Say what you will about Dinesh D’Souza, but he’s the best director of Dinesh D’Souza walking around looking at things. Roughly an eighth of what’s on screen in “America” are shots of him making “interested” faces as he listens to people or strolls around Times Square and D.C. or searches Wikipeda (the most cinematically thrilling parts of the film). He asks “innocent” questions like “What comes to mind when you hear ‘America?’” or, when talking to Michael Eric Dyson about Obama’s two election wins, “Doesn’t that speak to the end of racism?”

He knows the answers to these questions, and in some cases just wants to get his interview subjects to allegedly hang themselves with leftist speak that will horrify “America”’s target base. Michael Moore does this too, and it’s aggravating. But Moore is at least better at playing earnest than D’Souza. In fact, D’Souza may be the worst actor alive, and not only because of a lone sketch comedy scene featuring multiple D’Souzas. When he looks interested he looks like he’s acting. He doesn’t come off as an everyman. He comes off like a smart guy — he’s almost certainly smarter than Michael Moore — who’s manipulating his subjects and his viewers to get what he wants.

But if he’s faking it, what is he after? D’Souza likes to engage in conspiracy theorizing. So here’s one: D’Souza doesn’t believe any of this (or he does, some of it, to a point).
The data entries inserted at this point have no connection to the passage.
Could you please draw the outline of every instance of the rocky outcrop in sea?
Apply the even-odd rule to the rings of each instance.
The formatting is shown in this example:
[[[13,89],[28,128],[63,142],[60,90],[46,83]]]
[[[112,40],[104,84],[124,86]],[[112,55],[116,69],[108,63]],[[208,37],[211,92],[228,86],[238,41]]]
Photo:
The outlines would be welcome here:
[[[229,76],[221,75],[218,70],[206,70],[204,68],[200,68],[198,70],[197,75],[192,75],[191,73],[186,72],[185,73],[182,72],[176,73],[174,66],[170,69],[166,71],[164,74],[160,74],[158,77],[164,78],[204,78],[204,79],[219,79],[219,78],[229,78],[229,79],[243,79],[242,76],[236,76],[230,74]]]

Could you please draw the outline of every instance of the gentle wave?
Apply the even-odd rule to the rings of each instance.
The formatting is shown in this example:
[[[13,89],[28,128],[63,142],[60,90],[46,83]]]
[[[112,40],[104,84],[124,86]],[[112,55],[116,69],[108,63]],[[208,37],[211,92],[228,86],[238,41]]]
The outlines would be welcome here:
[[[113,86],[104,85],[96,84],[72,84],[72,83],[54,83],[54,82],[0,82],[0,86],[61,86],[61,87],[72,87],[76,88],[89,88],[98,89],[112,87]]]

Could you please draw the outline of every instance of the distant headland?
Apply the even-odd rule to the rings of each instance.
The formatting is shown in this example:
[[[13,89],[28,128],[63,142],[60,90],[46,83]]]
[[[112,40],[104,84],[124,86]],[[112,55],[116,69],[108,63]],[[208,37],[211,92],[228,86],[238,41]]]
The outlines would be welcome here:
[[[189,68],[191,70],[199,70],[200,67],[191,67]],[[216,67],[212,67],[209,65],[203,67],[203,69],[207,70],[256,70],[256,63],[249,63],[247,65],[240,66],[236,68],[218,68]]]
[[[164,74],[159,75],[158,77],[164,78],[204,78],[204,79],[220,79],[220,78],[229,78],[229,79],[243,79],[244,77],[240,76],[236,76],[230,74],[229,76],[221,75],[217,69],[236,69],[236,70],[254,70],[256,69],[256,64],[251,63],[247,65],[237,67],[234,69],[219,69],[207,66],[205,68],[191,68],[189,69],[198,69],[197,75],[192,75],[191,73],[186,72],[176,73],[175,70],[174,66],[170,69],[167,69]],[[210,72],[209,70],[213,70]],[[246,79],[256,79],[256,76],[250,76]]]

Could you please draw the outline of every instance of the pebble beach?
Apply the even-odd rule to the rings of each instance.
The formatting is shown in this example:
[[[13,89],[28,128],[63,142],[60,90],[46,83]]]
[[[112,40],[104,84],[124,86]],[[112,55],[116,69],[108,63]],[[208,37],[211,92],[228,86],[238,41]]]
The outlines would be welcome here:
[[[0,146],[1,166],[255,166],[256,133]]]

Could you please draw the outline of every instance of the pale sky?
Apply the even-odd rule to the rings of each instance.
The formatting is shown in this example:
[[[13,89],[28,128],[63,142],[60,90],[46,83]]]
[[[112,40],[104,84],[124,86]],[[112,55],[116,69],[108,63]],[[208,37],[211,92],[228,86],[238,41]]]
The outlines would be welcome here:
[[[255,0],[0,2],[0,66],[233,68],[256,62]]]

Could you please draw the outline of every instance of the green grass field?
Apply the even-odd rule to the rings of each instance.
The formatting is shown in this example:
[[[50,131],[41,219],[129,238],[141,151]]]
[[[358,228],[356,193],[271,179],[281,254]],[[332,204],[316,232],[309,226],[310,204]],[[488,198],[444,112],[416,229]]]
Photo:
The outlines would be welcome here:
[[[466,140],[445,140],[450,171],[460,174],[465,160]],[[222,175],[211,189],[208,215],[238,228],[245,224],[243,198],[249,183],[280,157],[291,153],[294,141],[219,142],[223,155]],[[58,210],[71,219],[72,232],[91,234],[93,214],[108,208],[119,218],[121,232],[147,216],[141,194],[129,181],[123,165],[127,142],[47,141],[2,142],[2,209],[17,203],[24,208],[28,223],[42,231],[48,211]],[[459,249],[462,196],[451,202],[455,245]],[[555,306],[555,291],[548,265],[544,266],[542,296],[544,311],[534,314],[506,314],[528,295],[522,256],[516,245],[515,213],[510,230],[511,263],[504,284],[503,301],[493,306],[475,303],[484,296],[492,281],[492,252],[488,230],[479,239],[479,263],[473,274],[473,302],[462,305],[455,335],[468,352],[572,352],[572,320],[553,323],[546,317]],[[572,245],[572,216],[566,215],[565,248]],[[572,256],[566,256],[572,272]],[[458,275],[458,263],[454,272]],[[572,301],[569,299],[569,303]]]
He’s cynically trying to appeal to the least intelligent/most gullible parts of his persuasion so as to mobilize them to take down his political enemies.

We don’t sincerely believe this; we don’t know all the facts, and claiming this is honestly a big leap — exactly the kind D’Souza has made a living making. But it’s difficult, probably impossible to rectify the rank dumbness of “America” and anything else D’Souza has written or made with a man so bad at playing stupid. “America” has little to say about America. Its most fascinating part is D’Souza himself.